Well, they're not opposed to this in principle because that's exactly what Germany looks like at game start, but at the same time, it hardly seems right to say the situations in Germany and Japan were the same. Japan was essentially one country, just one with vigorous disagreements about who's running it.

But, since the dev diaries seem to be swinging around (finally!) to the topic of revolutions and other internal affairs, maybe they'll explain in more detail how this is modeled?
 
They're working within the confines of computationally viable model where adding another variable to track culture location will results in thousands of extra checks considering cultures will be migrating all over the world. Victoria 3 is not going to be a perfect simulation of society and simplifications like this are to be expected.
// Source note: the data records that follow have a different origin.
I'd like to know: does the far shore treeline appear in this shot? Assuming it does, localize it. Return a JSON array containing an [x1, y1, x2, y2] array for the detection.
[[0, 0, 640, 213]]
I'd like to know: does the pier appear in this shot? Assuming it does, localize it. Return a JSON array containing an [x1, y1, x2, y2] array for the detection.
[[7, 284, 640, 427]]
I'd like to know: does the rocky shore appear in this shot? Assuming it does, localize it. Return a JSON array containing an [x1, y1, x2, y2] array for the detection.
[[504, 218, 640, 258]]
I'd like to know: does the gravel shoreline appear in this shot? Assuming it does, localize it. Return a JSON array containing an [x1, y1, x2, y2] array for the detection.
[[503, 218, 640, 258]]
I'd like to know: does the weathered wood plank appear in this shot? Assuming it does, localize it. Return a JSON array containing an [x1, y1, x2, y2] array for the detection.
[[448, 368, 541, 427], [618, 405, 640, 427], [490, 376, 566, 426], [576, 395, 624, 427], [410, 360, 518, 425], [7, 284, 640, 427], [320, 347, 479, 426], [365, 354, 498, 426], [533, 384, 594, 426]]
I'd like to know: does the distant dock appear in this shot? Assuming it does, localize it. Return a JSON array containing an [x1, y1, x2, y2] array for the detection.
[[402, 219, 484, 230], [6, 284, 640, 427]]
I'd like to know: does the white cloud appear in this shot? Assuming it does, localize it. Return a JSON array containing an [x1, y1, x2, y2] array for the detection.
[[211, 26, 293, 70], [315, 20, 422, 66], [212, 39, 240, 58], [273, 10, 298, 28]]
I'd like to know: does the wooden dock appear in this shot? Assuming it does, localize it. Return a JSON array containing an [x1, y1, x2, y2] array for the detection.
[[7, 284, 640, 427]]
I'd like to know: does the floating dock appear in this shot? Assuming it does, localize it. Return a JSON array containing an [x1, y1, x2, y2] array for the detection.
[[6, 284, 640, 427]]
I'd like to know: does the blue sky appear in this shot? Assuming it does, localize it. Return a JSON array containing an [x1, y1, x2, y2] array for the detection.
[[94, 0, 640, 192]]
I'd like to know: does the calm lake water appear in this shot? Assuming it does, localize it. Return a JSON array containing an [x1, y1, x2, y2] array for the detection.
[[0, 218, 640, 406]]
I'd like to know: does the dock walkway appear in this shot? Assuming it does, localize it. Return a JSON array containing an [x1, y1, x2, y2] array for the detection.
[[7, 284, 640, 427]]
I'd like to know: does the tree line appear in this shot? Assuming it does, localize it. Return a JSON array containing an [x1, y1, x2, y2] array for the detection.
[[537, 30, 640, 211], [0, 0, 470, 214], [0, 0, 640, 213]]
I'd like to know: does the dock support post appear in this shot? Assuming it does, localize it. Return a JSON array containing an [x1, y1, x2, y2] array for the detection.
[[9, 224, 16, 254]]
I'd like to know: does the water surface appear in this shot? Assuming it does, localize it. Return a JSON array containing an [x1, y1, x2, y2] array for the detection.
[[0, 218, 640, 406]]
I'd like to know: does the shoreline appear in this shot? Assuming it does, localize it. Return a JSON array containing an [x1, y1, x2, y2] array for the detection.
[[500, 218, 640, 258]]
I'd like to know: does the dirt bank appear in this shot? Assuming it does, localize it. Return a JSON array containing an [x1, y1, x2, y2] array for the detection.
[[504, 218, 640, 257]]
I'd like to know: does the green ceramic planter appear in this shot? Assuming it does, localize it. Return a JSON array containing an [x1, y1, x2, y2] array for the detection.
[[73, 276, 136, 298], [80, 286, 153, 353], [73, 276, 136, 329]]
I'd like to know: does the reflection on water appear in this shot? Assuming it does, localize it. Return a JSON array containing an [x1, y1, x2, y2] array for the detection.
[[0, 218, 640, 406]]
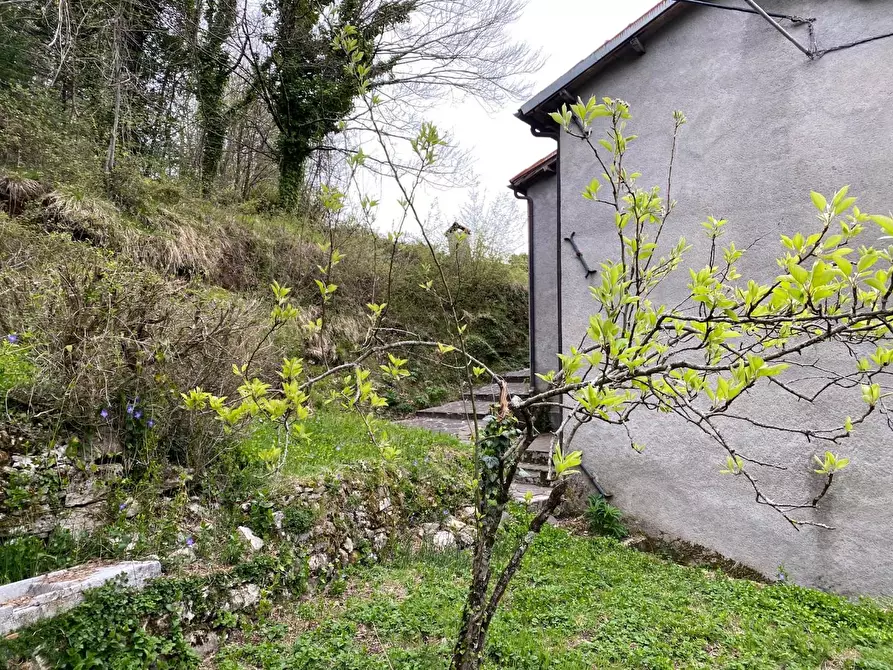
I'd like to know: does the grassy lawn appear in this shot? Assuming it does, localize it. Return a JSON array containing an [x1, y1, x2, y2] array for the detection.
[[215, 528, 893, 670], [245, 411, 470, 477]]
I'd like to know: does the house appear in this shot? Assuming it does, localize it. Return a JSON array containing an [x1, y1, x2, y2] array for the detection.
[[511, 0, 893, 596]]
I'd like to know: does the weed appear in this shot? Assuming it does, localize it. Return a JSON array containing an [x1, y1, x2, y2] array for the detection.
[[585, 495, 629, 540]]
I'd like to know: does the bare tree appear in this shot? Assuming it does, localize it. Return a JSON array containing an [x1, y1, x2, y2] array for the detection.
[[459, 186, 527, 259]]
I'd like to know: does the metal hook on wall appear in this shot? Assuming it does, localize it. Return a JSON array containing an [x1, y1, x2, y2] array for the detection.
[[564, 232, 598, 279]]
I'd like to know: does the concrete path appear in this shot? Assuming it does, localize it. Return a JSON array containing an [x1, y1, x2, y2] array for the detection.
[[397, 369, 552, 506]]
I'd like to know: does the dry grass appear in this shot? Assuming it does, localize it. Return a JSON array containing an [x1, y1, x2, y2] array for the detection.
[[0, 175, 47, 216]]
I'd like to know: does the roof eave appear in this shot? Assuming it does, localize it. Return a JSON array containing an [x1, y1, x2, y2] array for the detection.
[[515, 0, 685, 129]]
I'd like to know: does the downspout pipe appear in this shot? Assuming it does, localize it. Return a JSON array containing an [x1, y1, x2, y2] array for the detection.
[[511, 186, 539, 400]]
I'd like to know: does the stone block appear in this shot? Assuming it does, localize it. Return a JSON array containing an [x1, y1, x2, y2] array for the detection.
[[0, 561, 161, 635]]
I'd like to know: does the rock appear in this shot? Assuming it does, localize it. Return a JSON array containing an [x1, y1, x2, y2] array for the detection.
[[90, 427, 124, 461], [186, 502, 208, 519], [432, 530, 456, 549], [459, 506, 477, 521], [0, 561, 161, 635], [121, 498, 140, 519], [229, 584, 260, 612], [189, 630, 220, 658], [422, 522, 440, 535], [170, 547, 198, 563], [456, 527, 475, 549], [307, 554, 329, 572], [236, 526, 264, 551], [59, 501, 106, 533], [443, 516, 465, 533]]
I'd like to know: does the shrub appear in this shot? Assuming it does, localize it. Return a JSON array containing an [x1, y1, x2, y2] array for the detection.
[[585, 496, 629, 540], [0, 221, 282, 470]]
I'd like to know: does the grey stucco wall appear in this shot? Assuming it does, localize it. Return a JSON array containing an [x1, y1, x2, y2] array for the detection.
[[559, 0, 893, 595], [527, 175, 559, 389]]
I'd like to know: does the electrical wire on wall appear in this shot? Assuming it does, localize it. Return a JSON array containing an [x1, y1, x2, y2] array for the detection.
[[676, 0, 893, 60]]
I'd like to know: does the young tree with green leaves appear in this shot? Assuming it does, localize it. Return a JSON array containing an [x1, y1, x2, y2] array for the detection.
[[190, 27, 893, 670]]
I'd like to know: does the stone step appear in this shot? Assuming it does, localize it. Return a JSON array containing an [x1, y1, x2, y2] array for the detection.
[[463, 382, 530, 402], [515, 461, 551, 486], [416, 400, 490, 419], [396, 416, 473, 441], [510, 482, 552, 512]]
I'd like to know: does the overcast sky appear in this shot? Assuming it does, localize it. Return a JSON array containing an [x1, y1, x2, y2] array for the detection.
[[398, 0, 657, 251]]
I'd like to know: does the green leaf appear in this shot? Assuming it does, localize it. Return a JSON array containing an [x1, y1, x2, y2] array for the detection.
[[868, 214, 893, 235], [810, 191, 828, 212]]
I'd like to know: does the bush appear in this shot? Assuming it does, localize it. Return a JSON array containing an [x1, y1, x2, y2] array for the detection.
[[585, 496, 629, 540], [0, 221, 282, 470]]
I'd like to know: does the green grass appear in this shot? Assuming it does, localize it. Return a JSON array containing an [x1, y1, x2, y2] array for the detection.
[[244, 412, 470, 477], [215, 528, 893, 670]]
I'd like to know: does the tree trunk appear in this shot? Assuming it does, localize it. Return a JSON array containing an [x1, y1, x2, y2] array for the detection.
[[450, 476, 567, 670], [279, 135, 310, 210], [450, 502, 505, 670]]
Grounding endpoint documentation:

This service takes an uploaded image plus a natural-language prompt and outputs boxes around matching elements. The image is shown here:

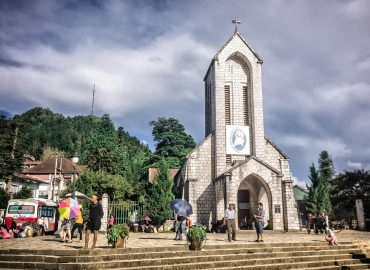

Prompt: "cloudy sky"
[0,0,370,185]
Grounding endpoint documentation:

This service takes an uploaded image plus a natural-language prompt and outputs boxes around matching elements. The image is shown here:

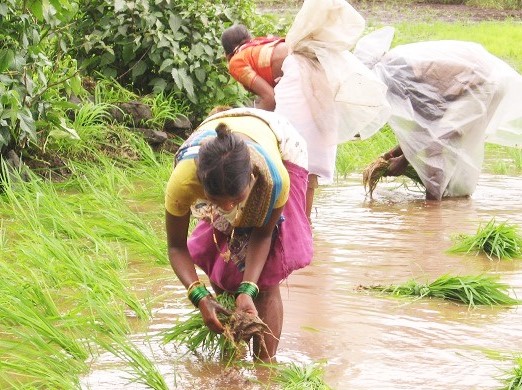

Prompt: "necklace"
[210,205,239,263]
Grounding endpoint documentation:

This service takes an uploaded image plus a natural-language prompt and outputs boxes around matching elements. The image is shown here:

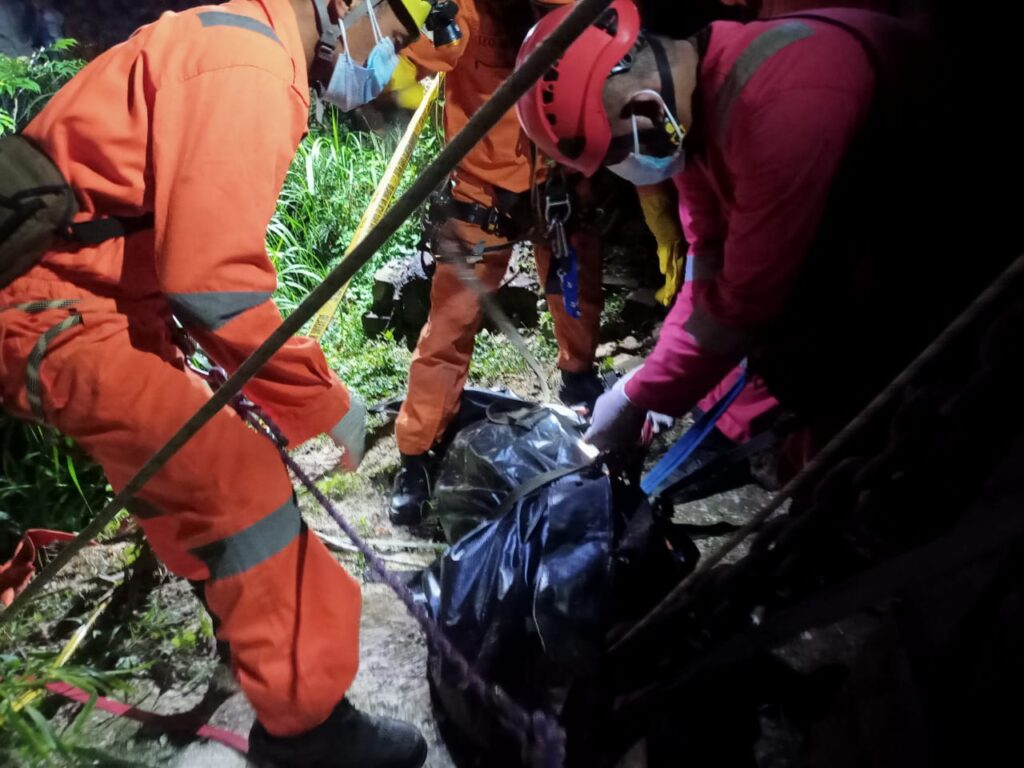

It's game after all, not a academic simulation ran on super computers.
If adding a check for parameters that already exists in the model and causes an increased demand modifier to be applied fewer times is not used because of performance reasons, we should be very worried about the performance of the game...

Of course it's not going to be a perfect simulation. It's not going to be a simulation at all, and it never was going to be. Most players knows that, and the devs knows that, but they still chose to state that making 'society sim' is the vision of the game.

Does not having it mean the game is no longer actually a good society sim? Not even close.
In itself? No. Alongside dozens, or possibly hundreds of other design decisions they have made where they have chosen the easy solution? It absolutely does.

Would it be nice? Yes.
So why are you so upset by someone asking what you seem to agree is a legitimate question?

The answer is more likely that they wanted to illustrate Chinese immigrants bringing with them increased opiate consumption to the USA (and probably other countries) compared to the rest of the population, but that the migration mechanic for example does not allow for such modifiers to be carried over. Personally I generally don't enjoy global mechanics being used to model specific cases like this, it tends to lead to very silly situations.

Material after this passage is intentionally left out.